BREONNA TAYLOR SHOOTING SCANDAL HAS SO MANY STRANDS OF COUNTRY’S WRETCHED HISTORY ON RACE. It was bad enough that Louisville police broke into Breonna Taylor’s apartment by mistake while serving a no-knock warrant and shot her in her bed.

Then the Louisville Courier-Journal reported that lawyers for Taylor’s family allege in court documents filed in Jefferson Circuit Court (7/5) that a police squad — named Place-Based Investigations — had “deliberately misled” narcotics detectives to target a home on Elliott Avenue, leading them to believe they were after some of the city’s largest violent crime and drug rings. The complaint — which amends an earlier lawsuit filed by Taylor’s mother against the three Louisville officers who fired their weapons into Taylor’s home — claims Taylor was caught up in a case that was less about a drug house on Elliott Avenue and more about the city’s multi-million-dollar plans to redevelop the neighborhood in which Taylor lived.

The story by Phillip Bailey and Tessa Duvall expands on what was already known about the raid, including the law-enforcement sleight-of-hand that procured the warrant. (One of the officers seeking the warrant on what was alleged to be the actual drug house said that he’d confirmed a pattern of business with an employee of the US Postal Service. (The Postal Service denied to a local TV station that any such contact occurred.) But it places into a general context the other factors that may have prompted the raid on Taylor’s home.

“Breonna’s home should never have had police there in the first place,” the attorneys wrote in the filing. “When the layers are peeled back, the origin of Breonna’s home being raided by police starts with a political need to clear out a street for a large real estate development project and finishes with a newly formed, rogue police unit violating all levels of policy, protocol and policing standards.

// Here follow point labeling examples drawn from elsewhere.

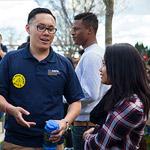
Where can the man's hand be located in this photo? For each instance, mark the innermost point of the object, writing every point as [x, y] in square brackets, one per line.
[18, 113]
[57, 134]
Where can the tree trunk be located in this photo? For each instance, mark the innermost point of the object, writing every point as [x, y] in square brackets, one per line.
[108, 20]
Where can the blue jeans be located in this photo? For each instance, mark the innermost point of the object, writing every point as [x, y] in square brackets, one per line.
[77, 137]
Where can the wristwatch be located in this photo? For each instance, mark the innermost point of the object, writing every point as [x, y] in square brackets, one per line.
[67, 124]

The events began with a special unit of the Louisville PD targeting a man named Jamarcus Glover, claiming he was a local drug kingpin. He and Taylor once dated, and they still lived in the same neighborhood. (It was that dubious warrant mentioned above that brought Taylor’s home into the case.) But, Taylor’s lawyers allege, there were other forces at work besides police misconduct—which, god knows, is bad enough.

The Jefferson County property value administrator’s website shows after police arrested Glover the second time, the city moved to purchase the property on Elliott Avenue. Land records show Metro Government bought the home for around $17,000 in June. In a three-week span earlier this year, eight homes on Elliott Avenue were demolished by the city’s contractor, the complaint alleges. Only nine homes total had been demolished on Elliott Avenue in the past 16 years combined, it says. Fischer’s administration has been promoting “Vision Russell” since 2016 as a plan to stimulate affordable housing and economic growth in the West End and bridge a racial and economic gap that has been Louisville’s defining divide for decades.

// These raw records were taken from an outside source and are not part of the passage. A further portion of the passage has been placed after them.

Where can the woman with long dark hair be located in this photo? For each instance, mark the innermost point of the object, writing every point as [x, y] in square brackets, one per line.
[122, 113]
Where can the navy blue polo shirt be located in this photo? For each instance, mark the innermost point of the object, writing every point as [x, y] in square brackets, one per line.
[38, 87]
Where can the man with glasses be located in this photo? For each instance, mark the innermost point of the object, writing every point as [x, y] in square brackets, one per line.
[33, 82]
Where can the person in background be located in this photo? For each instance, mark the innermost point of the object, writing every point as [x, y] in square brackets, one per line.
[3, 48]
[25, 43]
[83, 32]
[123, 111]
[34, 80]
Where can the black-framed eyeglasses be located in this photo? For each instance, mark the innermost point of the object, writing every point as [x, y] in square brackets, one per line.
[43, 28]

Charles P. Pierce noted at Esquire.com (7/6), The city’s mayor and various development officials deny up and down that Taylor’s killing was a byproduct of a big-money real-estate deal. But, if it were, there would be so many strands of this country’s wretched history of race and policing, race and “urban renewal,” and race and city planning that it would take years to untangle them all.”